This primate typically lives in small, matriarchal groups of 2–16 individuals, but group sizes of up to 32 have been recorded. Its diet consists primarily of fruit, nectar, and pollen. Leaves and seeds may be eaten when fruit becomes scarce. Red ruffed lemurs will sometimes form large groups during the wet season when food is plentiful. They will all find one food source and forage together as a group. During the dry season they will often separate and find food on their own when fruits are scarce. This is unusual behavior as most other diurnal lemurs will stay together and forage in large groups even during the dry season. Field studies suggest that red ruffed lemurs, like black-and-white ruffed lemurs, may be found in monogamous pairs or in small, organized groups. Individuals out in the forest communicate through loud booming calls, which can be heard over considerable distances.

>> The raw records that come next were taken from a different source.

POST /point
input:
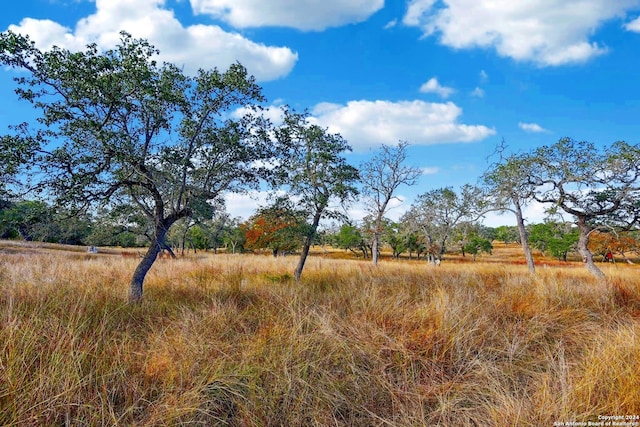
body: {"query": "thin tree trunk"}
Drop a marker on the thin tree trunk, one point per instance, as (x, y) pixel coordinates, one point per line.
(583, 248)
(135, 287)
(297, 274)
(374, 247)
(524, 239)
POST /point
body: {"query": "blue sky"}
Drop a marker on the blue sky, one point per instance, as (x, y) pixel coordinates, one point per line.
(451, 77)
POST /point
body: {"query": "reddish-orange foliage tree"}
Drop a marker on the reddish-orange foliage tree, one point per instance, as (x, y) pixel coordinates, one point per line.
(277, 228)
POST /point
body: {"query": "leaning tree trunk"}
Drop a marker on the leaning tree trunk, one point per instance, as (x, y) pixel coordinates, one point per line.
(297, 274)
(583, 248)
(135, 287)
(374, 247)
(524, 239)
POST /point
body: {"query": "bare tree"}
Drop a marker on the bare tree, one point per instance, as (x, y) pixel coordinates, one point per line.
(507, 188)
(437, 212)
(381, 177)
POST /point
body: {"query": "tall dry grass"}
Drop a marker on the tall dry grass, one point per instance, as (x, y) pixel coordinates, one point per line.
(232, 340)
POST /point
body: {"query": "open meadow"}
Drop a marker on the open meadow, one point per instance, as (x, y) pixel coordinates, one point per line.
(232, 340)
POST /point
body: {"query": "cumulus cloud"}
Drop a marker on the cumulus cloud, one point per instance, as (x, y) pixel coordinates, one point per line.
(433, 86)
(532, 127)
(478, 92)
(633, 25)
(192, 47)
(367, 124)
(309, 15)
(390, 24)
(549, 33)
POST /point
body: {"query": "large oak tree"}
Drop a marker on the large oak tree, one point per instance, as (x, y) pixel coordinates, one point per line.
(117, 127)
(599, 187)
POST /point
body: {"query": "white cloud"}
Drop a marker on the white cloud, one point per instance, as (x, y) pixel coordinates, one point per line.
(304, 15)
(390, 24)
(478, 92)
(547, 32)
(532, 127)
(192, 47)
(433, 86)
(633, 25)
(368, 124)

===Breeding and reproduction===
Red ruffed lemurs reach sexual maturity at about two years of age, and start reproducing at about three years of age. Unlike all other diurnal primates, females keep their infants in nests 10–20 m above the forest floor, made with twigs, leaves, vines, and fur. Like all lemurs, and many Madagascar mammals, it has a fixed breeding season which takes place towards the end of the dry season (May to July). This is so the young can be born in the wet season when more food is available. Ruffed lemurs are also the only primates with litters of young, and, after a gestation period of 102 days, the female may give birth to up to six, although two or three is more typical. Newborns have fur and can see, but as they cannot move, the female leaves them in the nest until they are seven weeks old. Females can nurse up to six infants at the same time. Infant red ruffed lemurs are not as well developed at birth as other lemurs. This is not surprising because red ruffed lemurs have extremely short gestation periods. At birth, infants are not able to hold onto the mother. When she moves the infants she picks them up one by one. Mothers usually move their infants away from the nest after a week or two. When she forages she leaves her infants in a nearby tree. In the few days after she gives birth, if the mother needs to leave the nest, the father will stand guard. Weaning occurs at four months. It is estimated that 65% of young do not reach three months of age, and often die by falling from the trees.

===Diet===
The red ruffed lemur are herbivores and are primarily frugivorous, though it is known to eat leaves and shoots. They especially like figs.

===Communication===
The Duke Lemur Center has recorded about twelve different calls. The red ruffed lemur and Black-and-White Ruffed Lemur understand each other's calls, despite living in different parts of Madagascar. Scent marking is also an important means of communication.

==Conservation status==
The IUCN Red List states that the red ruffed lemur is critically endangered. Logging, burning of habitat, cyclones, mining, hunting, and the illegal pet trade are primary threats. They also have natural predators such as large snakes, eagles, and the fossa. The creation of the Masoala National Park in 1997 has helped protect this species, but many red ruffed lemurs do not live within the park's boundaries, and are still at high risk.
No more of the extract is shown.